Though McIvor cannot rely on the factor of delay in his particular case to any effective extent, it would be likely to excite a sense of grievance in McIvor if his sentences were increased while those imposed on his co-offender remained the same. That sense of grievance would be justifiable, because the difference would not depend on anything in the objective circumstances of the crimes or in the subjective circumstances of each co-offender's background. This legitimate sense of grievance would be likely to generate a bitter resentment antithetical to the prospects of avoiding recidivism. From this point of view McIvor is perhaps even more fortunate than Hernando, for not only did he share the same sentencing judge, he has been able to take account of a fact which is not peculiar to his own position, namely that, assuming that there were appellable errors in the sentencing judge's approaches in the two cases, Hernando's sentence is not to be changed by reason of the adventitious circumstance of the Crown's gross delay." [emphasis added]
81 There is no principle that would justify a legitimate sense of grievance on the part of K S in the present matter.

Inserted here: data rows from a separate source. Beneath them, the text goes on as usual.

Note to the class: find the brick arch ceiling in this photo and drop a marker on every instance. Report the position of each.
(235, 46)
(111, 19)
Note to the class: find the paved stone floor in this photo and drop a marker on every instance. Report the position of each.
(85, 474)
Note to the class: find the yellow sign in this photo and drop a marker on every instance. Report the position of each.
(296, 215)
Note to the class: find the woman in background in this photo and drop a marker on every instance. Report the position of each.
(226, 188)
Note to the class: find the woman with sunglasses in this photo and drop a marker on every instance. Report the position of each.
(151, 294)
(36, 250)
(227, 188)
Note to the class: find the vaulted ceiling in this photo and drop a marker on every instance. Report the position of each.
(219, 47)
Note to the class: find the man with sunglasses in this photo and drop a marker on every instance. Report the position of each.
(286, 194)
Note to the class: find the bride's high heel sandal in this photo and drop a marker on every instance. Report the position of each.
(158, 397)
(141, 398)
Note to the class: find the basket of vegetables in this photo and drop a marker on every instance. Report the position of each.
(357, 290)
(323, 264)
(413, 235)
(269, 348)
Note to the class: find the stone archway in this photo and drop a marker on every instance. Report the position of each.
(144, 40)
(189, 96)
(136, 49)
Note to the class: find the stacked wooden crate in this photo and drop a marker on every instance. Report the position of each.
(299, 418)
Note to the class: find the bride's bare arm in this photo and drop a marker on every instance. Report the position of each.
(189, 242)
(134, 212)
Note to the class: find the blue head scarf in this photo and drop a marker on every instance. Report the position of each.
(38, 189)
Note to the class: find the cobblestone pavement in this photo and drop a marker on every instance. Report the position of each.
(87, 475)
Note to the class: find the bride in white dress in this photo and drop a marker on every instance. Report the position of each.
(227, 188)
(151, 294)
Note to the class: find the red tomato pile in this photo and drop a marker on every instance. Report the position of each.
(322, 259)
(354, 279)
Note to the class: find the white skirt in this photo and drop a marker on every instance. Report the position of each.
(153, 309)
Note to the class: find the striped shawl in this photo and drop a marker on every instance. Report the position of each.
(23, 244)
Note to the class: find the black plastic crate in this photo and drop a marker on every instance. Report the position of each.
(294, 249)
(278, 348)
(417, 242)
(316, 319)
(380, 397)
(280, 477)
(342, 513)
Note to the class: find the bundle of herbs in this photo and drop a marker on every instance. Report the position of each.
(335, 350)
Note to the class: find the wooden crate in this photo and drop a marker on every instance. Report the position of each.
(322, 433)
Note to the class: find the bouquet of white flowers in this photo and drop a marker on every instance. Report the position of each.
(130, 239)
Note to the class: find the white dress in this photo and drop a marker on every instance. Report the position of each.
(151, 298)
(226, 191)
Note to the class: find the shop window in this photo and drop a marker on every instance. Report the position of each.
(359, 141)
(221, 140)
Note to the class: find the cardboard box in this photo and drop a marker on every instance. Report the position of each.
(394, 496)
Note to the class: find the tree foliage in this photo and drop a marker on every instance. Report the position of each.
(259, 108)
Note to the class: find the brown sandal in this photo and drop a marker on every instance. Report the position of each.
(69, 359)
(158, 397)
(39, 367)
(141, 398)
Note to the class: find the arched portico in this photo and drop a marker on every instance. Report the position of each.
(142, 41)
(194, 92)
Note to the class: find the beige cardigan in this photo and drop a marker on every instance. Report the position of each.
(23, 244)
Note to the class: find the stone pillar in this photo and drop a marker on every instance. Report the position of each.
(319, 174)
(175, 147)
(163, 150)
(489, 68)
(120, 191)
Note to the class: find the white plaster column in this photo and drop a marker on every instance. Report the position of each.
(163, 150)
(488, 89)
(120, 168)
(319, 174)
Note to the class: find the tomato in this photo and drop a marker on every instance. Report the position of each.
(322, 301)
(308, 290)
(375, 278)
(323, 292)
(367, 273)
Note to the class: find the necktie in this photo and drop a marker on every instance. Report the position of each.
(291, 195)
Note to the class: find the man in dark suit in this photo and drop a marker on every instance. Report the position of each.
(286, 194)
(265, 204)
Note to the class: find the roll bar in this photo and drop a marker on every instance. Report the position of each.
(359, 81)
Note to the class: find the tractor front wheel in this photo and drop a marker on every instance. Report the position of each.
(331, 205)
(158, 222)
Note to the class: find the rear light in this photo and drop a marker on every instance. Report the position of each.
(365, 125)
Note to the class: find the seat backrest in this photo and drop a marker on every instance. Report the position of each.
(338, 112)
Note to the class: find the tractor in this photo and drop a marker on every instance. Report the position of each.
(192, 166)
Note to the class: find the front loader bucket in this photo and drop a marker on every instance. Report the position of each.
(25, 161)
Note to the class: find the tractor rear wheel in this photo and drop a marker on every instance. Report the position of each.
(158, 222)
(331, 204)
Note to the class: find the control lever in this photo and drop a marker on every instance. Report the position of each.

This is because the difference between the way this Court proposes to deal with each appeal arises precisely because of the very different circumstances now existing in relation to each respondent. On the one hand, there is the respondent S Y who has in recent times provided extremely valuable assistance to an investigating agency in relation to the investigation of a very serious crime. On the other hand, there is the respondent K S who is not in that position at all. This marked difference between the two respondents is essentially why no legitimate sense of grievance can arise so as to offend the parity principle.
82 The final matter may be disposed of briefly. It is true that K S does not, and will not, have access to the confidential material which has revealed to the Court the assistance that has been given to the investigating authority by S Y. In the nature of things, that must remain the situation. In my view, this does not give rise to any discretionary matter which would warrant or entitle this Court from refraining to increase the sentence which otherwise considers is appropriate to impose upon the respondent K S.